While my birthday may have already came and gone, that doesn’t mean I can’t still brew my birthday beer.
Last year, I got together with Theo of Alter Ego Brewing, and we threw together the first of many yearly brews we will be doing for my birthday. Meet what I’m calling, “The Saison Series” – a seasonal Saison brewed with help from yours truly that is designed with no parameters other than to make it impossible to replicate.
Each year we’ll use the same basic saison recipe but will be changing portions to create a unique beer year-to-year.
A few weeks ago, we brewed up Saison 27, which we are dubbing “The Year of the Hops.” This year’s version will feature a stronger hopping than the original and includes a strange mystery hop Theo picked up at Scotzin Bros.
As Theo tells it, “I was there and Brad says, ‘Hey I have these unmarked hops that I can’t sell.

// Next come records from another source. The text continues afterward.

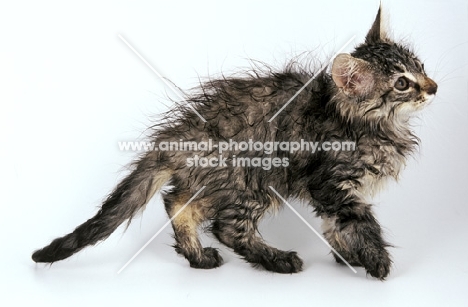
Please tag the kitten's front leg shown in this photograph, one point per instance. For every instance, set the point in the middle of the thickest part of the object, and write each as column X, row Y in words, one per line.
column 352, row 230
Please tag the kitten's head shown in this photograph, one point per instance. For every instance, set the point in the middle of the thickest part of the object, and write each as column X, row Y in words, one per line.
column 381, row 79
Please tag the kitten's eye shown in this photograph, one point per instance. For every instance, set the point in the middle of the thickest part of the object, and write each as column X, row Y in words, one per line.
column 402, row 84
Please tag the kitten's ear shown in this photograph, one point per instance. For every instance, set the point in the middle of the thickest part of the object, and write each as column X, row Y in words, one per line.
column 354, row 76
column 377, row 32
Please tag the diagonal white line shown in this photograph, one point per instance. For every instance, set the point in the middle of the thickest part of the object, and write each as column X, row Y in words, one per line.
column 311, row 79
column 160, row 76
column 313, row 229
column 159, row 231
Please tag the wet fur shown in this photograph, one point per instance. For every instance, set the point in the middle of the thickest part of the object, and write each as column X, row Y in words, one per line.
column 357, row 102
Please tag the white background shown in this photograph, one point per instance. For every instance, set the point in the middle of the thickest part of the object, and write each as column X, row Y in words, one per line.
column 71, row 89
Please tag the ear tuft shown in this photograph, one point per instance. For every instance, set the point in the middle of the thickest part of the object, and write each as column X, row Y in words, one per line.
column 353, row 76
column 377, row 32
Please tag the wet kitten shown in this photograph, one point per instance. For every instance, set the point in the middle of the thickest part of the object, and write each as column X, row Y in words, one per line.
column 368, row 100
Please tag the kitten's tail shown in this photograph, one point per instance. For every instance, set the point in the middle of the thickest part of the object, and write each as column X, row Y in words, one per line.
column 122, row 204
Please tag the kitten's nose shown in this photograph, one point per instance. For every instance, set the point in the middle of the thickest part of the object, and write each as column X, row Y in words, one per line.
column 430, row 86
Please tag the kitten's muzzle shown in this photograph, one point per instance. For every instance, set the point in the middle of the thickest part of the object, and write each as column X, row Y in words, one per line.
column 430, row 87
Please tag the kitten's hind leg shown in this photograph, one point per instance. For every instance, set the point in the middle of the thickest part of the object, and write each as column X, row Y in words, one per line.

I don’t have a clue what they are. Do you want them?’”
Who would say no to free mystery hops? Once Theo told me this story I just had to have them in my beer no matter what they were, so the finished beer will truly be inimitable. We even brewed up a batch of hop-tea with a few of the hop pellets to try to get flavors out of them and try to make a prediction. Maybe fuggle? Maybe golding? Your guess is as good as ours!
Mystery hop tea.
Brewing with Theo is always a learning experience. Every time I think I’ve learned what I need to know about brewing beer, he drops some more knowledge on me.
This time, it was a lesson in grains. Specifically, I learned a fancy new acronym for you – SRM. Standard Reference Method or SRM is a term brewers use to determine and describe the color of a beer. Different grains impart a different color outcome and different SRM number, where the lower the number, the lighter the beer. For example, most pale lagers and witbiers are somewhere around 2-3 SRM and stouts would be 30-40+ SRM. Saison 27 will be around 5.6 SRM, making it a beautiful golden color.
Saison 27′s SRM if 5.6, giving it this golden hue.
Theo also dropped a bit of a knowledge bomb on me about how malted barley is made. Barley is soaked and allowed to begin growing to just before it sprouts at which point it is quick stopped. This is done to get the grain right at its sweetest point. Some malts are then roasted to create the delicious flavors we find in most of our beloved stouts and porters. What differentiates between those two of course would be the addition of roasted barley. If you add the barley you get a stout, without it it’s just a porter. Knowledge is power, and after a day brewing with Theo I feel like a genius!
While this year’s Saison 27 will only be a 5 gallon batch, expect to sip Saison 28 next year at Alter Ego’s location in Midtown Harrisburg, which is slated to open this fall.